Carbon capture utilization and storage are widely viewed as a necessary technology to facilitate the prolonged use of fossil fuels in light of climate change concerns around the globe. Mitsubishi Heavy Industries is one of the companies that highly focus on CCUS research and development, along with the deployment of the technology.
Tiffany Wu, business development manager for MHI America, spoke about the technology and its future prospects. She has a degree in chemical engineering. At the beginning of her career, Wu worked intimately on CCUS projects, including the Petra Nova project and Alabama Power’s Plant Barry facility.
Wu thinks that carbon capture is going to become an important part of the energy portfolio. There is the absence of any regulatory pressure in the United States. So, what matters to the industry is whether or not these carbon capture facilities will be economical or not. Their customers are trying to come up with not only environmentally friendly projects but economic projects as well.
It seems there are reasons for optimism. In the U.S., Mitsubishi Heavy Industries has a really great environment for viable projects. It has all of this history with enhanced oil recovery. So, there’s a lot of infrastructure in place that the company can build off of. There have also been a lot of federal incentives, such as the 45Q tax credit. They can help bolster technology and these projects.
Furthermore, section 45Q helps with a tax credit on a per-ton basis for CO2 that is sequestered. From 2008, an incentive of $10 per metric ton for CO2 and $20 per metric ton for CO2 geologic storage used for enhanced natural gas recovery was available. In February 2018, the credit rose to $35 per metric ton for EOR.
How does this Technology work?
Mitsubishi Heavy Industries’ carbon capture process is known as KM CDR or Kansai Mitsubishi Carbon Dioxide Recovery. The company has installed it on at least 13 commercial plants around the world. Wu explained about the KM CDR process.
According to her, it’s similar to other amine-based processes. Flue gas is introduced into the system, as well as in one of the initial towers, which they call the absorber. They also introduce a solvent, under the name of amine. After that, the CO2 attaches itself to the amine. Through that process, they are able to capture 90% of the CO2 from the flue gas. Sometimes they even manage to capture up to 95% of the CO2.
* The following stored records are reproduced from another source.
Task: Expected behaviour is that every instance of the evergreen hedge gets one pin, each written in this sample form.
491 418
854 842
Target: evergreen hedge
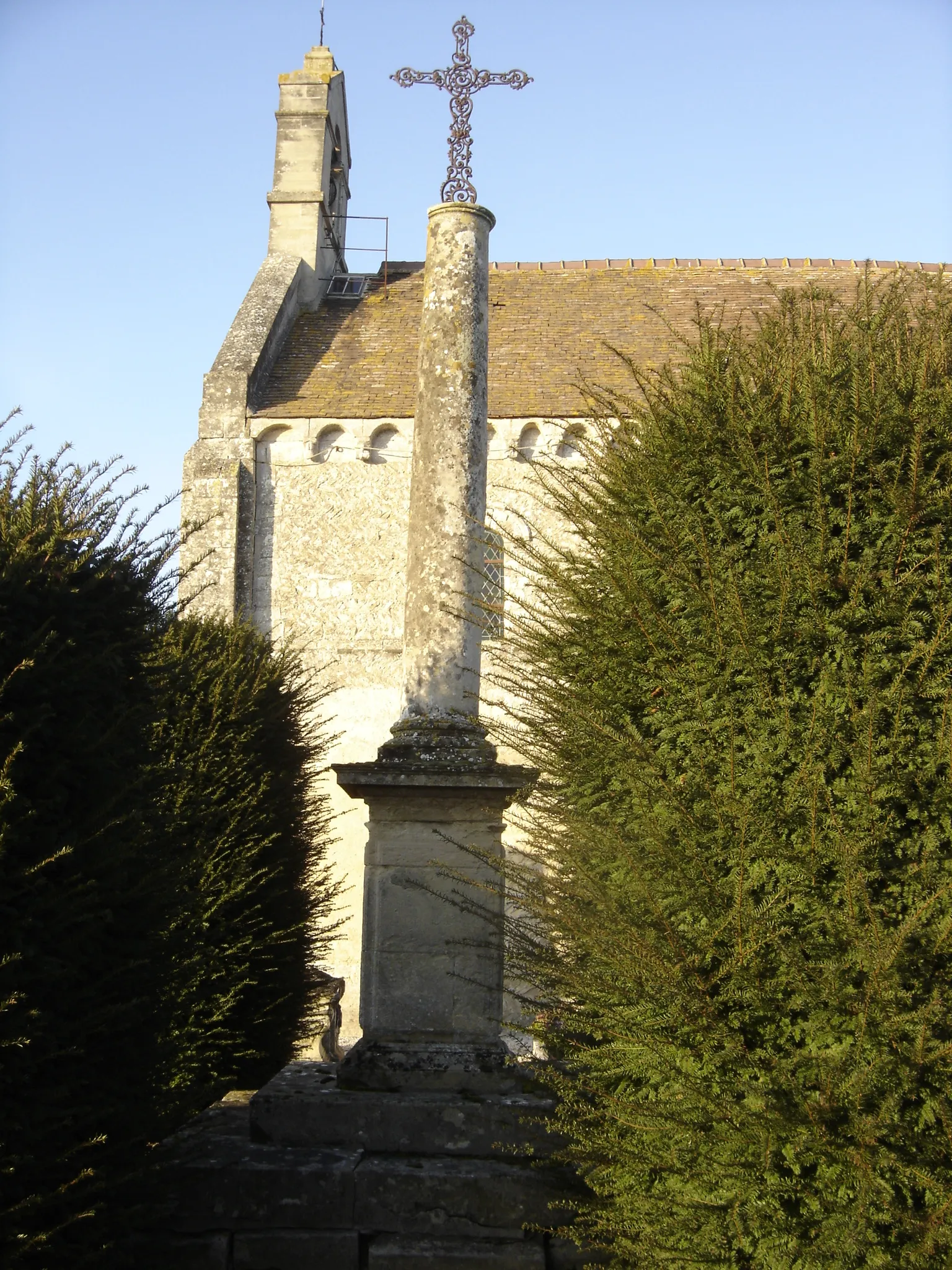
738 678
161 859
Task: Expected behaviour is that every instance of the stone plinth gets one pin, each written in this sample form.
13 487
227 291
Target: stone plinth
306 1175
432 962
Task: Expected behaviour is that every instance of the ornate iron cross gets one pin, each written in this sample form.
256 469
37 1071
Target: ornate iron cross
461 82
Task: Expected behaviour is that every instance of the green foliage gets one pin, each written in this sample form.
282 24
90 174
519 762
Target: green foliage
163 893
234 761
741 689
77 898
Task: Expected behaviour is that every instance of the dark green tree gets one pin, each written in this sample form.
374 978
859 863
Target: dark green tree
236 744
82 893
163 890
738 680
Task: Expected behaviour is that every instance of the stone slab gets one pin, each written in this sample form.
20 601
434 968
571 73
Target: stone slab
410 1254
565 1255
211 1180
451 1197
162 1251
296 1250
302 1106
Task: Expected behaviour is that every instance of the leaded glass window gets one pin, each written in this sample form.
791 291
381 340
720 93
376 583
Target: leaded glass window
493 592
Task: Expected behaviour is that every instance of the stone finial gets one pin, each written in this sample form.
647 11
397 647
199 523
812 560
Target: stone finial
311 164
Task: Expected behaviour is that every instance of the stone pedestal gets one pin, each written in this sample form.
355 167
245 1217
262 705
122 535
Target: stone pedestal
305 1175
432 961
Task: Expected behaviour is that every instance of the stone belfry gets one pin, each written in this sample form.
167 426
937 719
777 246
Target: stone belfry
306 241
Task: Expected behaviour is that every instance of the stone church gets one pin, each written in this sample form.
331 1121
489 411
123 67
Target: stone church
301 471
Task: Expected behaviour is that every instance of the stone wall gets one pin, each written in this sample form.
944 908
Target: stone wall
329 551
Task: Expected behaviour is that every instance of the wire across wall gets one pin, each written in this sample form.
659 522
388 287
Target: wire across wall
380 251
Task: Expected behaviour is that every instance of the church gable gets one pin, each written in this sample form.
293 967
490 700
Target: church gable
551 326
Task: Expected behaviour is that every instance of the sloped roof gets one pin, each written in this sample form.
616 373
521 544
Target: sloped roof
551 324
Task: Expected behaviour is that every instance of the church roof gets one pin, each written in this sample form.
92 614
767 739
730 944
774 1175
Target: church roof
551 326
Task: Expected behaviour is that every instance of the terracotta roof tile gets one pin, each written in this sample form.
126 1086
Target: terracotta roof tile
551 326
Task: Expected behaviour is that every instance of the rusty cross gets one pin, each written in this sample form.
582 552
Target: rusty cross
461 82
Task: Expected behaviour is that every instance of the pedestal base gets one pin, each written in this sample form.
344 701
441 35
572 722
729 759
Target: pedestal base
306 1175
433 1067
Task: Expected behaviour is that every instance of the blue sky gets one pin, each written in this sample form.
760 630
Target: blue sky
136 149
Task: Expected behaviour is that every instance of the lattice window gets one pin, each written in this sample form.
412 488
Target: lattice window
493 591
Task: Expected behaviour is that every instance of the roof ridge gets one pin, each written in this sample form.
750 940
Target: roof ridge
682 262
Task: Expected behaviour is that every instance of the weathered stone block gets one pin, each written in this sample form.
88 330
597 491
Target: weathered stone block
164 1251
211 1180
454 993
391 1253
475 1198
565 1255
296 1250
302 1106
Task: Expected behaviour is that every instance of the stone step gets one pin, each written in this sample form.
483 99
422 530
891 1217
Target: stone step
302 1106
452 1197
213 1176
390 1253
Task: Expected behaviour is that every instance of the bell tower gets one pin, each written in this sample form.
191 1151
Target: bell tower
311 163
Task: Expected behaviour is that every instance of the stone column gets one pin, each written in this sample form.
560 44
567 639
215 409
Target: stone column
432 962
448 483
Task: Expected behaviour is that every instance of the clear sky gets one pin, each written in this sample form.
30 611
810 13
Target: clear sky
138 140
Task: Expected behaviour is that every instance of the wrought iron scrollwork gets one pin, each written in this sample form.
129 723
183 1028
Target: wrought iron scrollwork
461 82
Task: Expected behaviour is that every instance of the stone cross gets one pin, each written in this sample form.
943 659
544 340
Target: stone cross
461 82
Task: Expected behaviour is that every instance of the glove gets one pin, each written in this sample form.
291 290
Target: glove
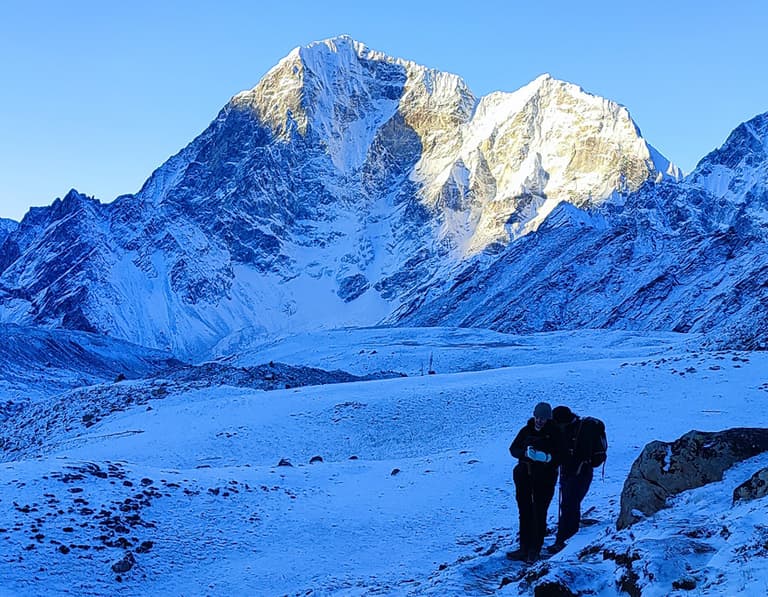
537 455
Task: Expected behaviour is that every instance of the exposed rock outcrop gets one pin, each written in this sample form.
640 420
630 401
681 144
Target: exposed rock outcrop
754 488
697 458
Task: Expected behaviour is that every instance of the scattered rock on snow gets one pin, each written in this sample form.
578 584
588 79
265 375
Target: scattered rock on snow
124 565
697 458
553 589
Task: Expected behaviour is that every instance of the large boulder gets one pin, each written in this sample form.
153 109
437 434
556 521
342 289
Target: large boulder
697 458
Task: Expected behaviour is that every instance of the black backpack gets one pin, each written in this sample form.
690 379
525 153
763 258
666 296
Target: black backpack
592 436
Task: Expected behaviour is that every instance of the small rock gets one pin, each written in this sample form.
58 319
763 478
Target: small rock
145 547
124 565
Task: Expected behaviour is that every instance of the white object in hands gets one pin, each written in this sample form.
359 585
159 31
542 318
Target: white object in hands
537 455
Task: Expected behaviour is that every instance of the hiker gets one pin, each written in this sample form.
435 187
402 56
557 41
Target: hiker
538 448
584 449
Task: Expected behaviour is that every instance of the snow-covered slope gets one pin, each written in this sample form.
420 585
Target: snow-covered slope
318 199
687 256
36 363
413 495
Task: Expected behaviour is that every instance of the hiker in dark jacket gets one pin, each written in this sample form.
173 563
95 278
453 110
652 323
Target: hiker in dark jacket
538 448
575 475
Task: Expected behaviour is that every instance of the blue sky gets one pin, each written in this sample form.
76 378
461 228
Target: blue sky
96 95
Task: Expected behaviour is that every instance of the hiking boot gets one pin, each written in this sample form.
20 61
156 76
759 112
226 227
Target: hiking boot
517 555
556 547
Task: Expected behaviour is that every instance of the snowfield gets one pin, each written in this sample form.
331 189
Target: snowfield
183 495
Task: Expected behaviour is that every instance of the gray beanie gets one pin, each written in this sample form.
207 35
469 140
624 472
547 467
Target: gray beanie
542 411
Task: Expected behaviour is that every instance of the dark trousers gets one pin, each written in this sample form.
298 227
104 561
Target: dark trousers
534 488
573 488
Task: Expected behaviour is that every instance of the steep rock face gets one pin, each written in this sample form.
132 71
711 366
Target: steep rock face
697 458
321 197
670 256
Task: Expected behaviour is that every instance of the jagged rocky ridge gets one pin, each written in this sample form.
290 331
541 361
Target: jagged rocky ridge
351 188
684 257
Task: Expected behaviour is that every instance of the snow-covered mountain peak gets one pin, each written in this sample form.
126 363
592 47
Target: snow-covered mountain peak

Furthermore, the process is a closed-loop system. So, they can reuse the amine. Wu added that they introduce the amine that’s rich in CO2 into another tower they call a regeneration tower. So, in that tower, they add steam, which causes the amine to heat up. Then the CO2 separates itself from the amine.
Afterward, they compress the CO2 and send the amine back to the front of the process. Various industrial sectors use such technology, including acid gas treatment. While there may be different flue gas constituents in each case, the process is essentially the same.